Take him at his word.  He said he wanted to ban the entry of Muslims into the United States.  He immediately started talking about the need for his Muslim ban after the London terrorist attack.  It would be very foolish to reassure oneself that the White House wouldn't do that.  Maybe it wouldn't, but it's better to be prepared.

They certainly have learned a lesson from the protests that responded to the introduction of the travel ban.  They did not repress those protests in any kind of strong way, but they know that the protests got in their way and emboldened the lawmakers and the courts.  I would be worried about his willingness to crack down on protests like that.  It's so important in that moment for there to be just huge numbers of people in the street.  If it's left to the most targeted and most vulnerable communities to defend their own rights, the repression will be much more severe than if this administration finds itself confronted with hundreds of thousands of people of all ethnicities and religious backgrounds in the streets.  That is a lot harder to repress, right?  At least without serious consequences.

In These Times: One of the things that alarms me about Trump is that his staunch climate denialism sets an incredibly low bar—basically anything north of outright denial looks like progress.  What has been the impact of this?

I'm not sure so far that he is constraining the climate conversation, if we look at the way states and some cities are reacting to the withdrawal from the Paris Accord.  The sort of policies we are seeing put on the table from the mayors of Pittsburgh and Portland—to get to 100 percent renewables by 2035—are more in line with what science demands and what technology allows than what we were talking about under Obama.  Maybe that would have happened anyway, but maybe not.

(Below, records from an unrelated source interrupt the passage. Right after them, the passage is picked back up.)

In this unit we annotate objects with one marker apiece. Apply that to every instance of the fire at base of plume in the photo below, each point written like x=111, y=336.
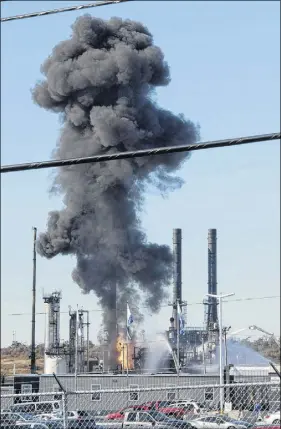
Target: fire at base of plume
x=102, y=81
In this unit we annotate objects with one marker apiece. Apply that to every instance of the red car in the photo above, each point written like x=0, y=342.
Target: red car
x=119, y=415
x=161, y=406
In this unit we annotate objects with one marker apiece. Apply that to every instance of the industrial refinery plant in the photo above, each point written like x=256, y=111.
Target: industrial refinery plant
x=181, y=348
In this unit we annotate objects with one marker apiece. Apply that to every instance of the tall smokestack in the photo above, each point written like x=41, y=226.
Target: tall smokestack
x=177, y=281
x=212, y=278
x=33, y=345
x=177, y=237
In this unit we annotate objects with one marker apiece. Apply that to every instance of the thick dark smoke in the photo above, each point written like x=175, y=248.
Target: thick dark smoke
x=102, y=81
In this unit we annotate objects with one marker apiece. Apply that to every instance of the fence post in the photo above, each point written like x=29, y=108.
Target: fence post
x=64, y=409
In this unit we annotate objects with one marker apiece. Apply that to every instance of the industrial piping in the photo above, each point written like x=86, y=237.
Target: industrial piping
x=212, y=319
x=33, y=345
x=177, y=291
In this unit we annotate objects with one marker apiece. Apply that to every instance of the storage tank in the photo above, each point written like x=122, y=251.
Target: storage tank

Obviously the Republicans are doing less than nothing.  The Democrats don't have a clue about what to do, and so into that vacuum have come some real solutions from the local level.  I think we see a similar dynamic with that disastrous healthcare plan proposed by Congress.  That's creating more of a space for single payer at the state level, right?  Pushing for some of the actual policies we need at the sub-national level in the U.S. and at the national level outside of the U.S. is what we need to do when we finally get rid of these maniacs and get things caught up to where we need to be.

In These Times: Do you see any kind of single-payer-type demand when it comes to climate?  Is there anything that captures that type of energy?

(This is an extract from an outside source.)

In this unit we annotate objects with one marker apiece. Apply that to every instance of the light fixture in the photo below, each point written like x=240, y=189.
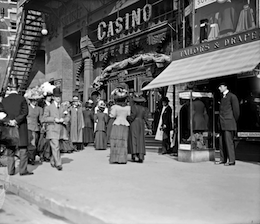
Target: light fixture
x=2, y=16
x=257, y=73
x=44, y=30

Climate is more complex because it's about changing the backbone of our whole economy.  I'm always suspicious when people frame the solution as just one thing, like the carbon tax.  We are past that point, and the idea that there could be just one thing, and that would ever be enough to change the building blocks of an industrial economy, just seems crazy.

A big piece with climate is that getting to 100 percent renewables within two decades requires a huge jobs plan.  Of course, it requires different flanks to get there.  A jobs plan has to be designed and thought through.  That's why I've thrown my eggs in the basket of coming up with a policy platform that connects the dots between the need for unionized jobs, energy democracy and putting frontline communities first in line to own their own power.  Part of the problem we've had is that some of the jobs we have lost are high-paying union jobs, and the renewable-energy jobs that will just sort of emerge thanks to the free hand of the market will be much lower-waged and non-union.  Not fully confronting that and hoping that nobody notices has not been a great strategy in the fight for a so-called green jobs agenda.

In These Times: You talk in the book about the importance of intersectionality.  One of the points you've made is that while the things the Left cares about have been cordoned off into issues silos, the Right sees its efforts as part of this coherent ideological project.  Could you explain that a bit?

The Right has a holistic vision to realize dominance on every level—over people and over the planet.  It is winner-take-all hyper-individualism.  These are the connective ideas of the hyper-capitalist project, right?  Progressives and people on the Left have not been clear enough about what the connective tissue is of what we want and just how well our ideas are connected.  We have a lot of work to do.